Like it or not, development is coming to Reston, and it's not all going to be concentrated around the Metro stations. Which isn't necessarily a bad thing -- walk through Tall Oaks Stucco Wasteland Village Center sometime and see if the status quo there is either sustainable or beneficial to the neighborhoods around it. Lake Anne Village Center already has a plan on the books to add more residential and commercial space around the Plaza -- which is what was originally planned back in the 1960s, and the lack of that added traffic was a big reason why the center has struggled in the subsequent decades. And the Hunters Woods redevelopment, while creating a gawdawful strip mall flanked by some condos and whatnot, was still an improvement over the old center's creepy, Omega Man-like final days. The challenge, of course, is finding the right balance, and the more people who participate, the better the chance of that happening.

The community meeting that kicks off Phase 2 of the master plan process is at 7pm tonight at South Lakes High School.


  1. If being around longer than 40 years and a little rough-around-the-edges is criteria for demolition, Georgetown is well over due to be "re-developed".

  2. A Very Special Episode of Reston HeightsNovember 16, 2011 at 3:27 PM

    I think we need to preserve Reston's Omega Man-like qualities for future generations. We've already lost the derelict building in the Reston International Center courtyard, between the Sheraton and Chili's, and lost one of the nation's foremost tributes to Logan's Run.

  3. Peasant From Less Sought After South RestonNovember 16, 2011 at 4:05 PM

    To help the locavore movement AND put a fading village center to better use, maybe we can turn a certain part of Reston back into agricultural land. We could start by plowing under Tall Oaks to turn it into a grain field: Tall Oats, the Heart-Healthy Breadbasket of Northern Virginia.
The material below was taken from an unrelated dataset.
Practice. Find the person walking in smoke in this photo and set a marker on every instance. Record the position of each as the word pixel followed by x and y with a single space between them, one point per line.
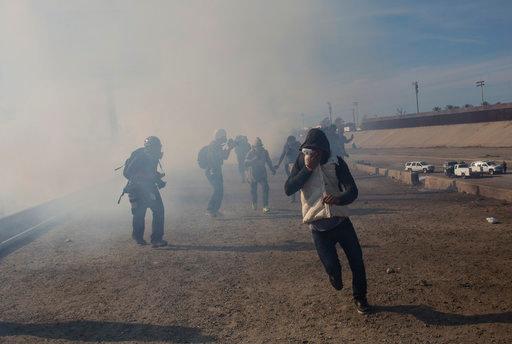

    And as an added benefit, the amber waves of grain would fit nicely into the DRB color scheme.

  4. Peasant, please save me El Manantial. To thrive in dying Tall Oaks, they have to be a cut above.

    Hunters Woods was the place to be when I moved to Reston in the '70s. Hardware store, tailor, drug store, a library, and of course Fritzbe's. The stores were around a common space that was away from the parking lot. Away from traffic. One could actually go there with a toddler without contently barking at him to stay close, don't run, hold my hand, etc.

    What contributed to its decline is proximity to Hudgins' umm constituents in SE Reston. Vandalism and gang activity wrecked the fountain, drove out the good shops and caused it to be redeveloped as strip mall instead of village center. Not a place to just hang around.

    The only place left in Reston to just hang out, to have a coffee and watch the kids play in the fountain is Lake Anne. No wonder they want to redevelop it. It is actually pleasant.

  5. Ok. Let's blow up all "old" clusters. Let's start with those festered with section 8 housing or owned by the county.

  6. Hunter's Woods was awesome once upon a time, but Fox Mill and South Lakes shopping centers killed it.

    Anyone ever eat in the german restaurant there?

  7. Agreed on El Manantial. Easily my favorite restaurant in Reston. Mama Wok and the pho place aren't bad, either. Weirdly encouraging to know the shopping center can support worthy eateries, even if it couldn't support a 7-11 and a Burger King.

  8. Subsidized housing must be "redeveloped" as far from FFC as possible.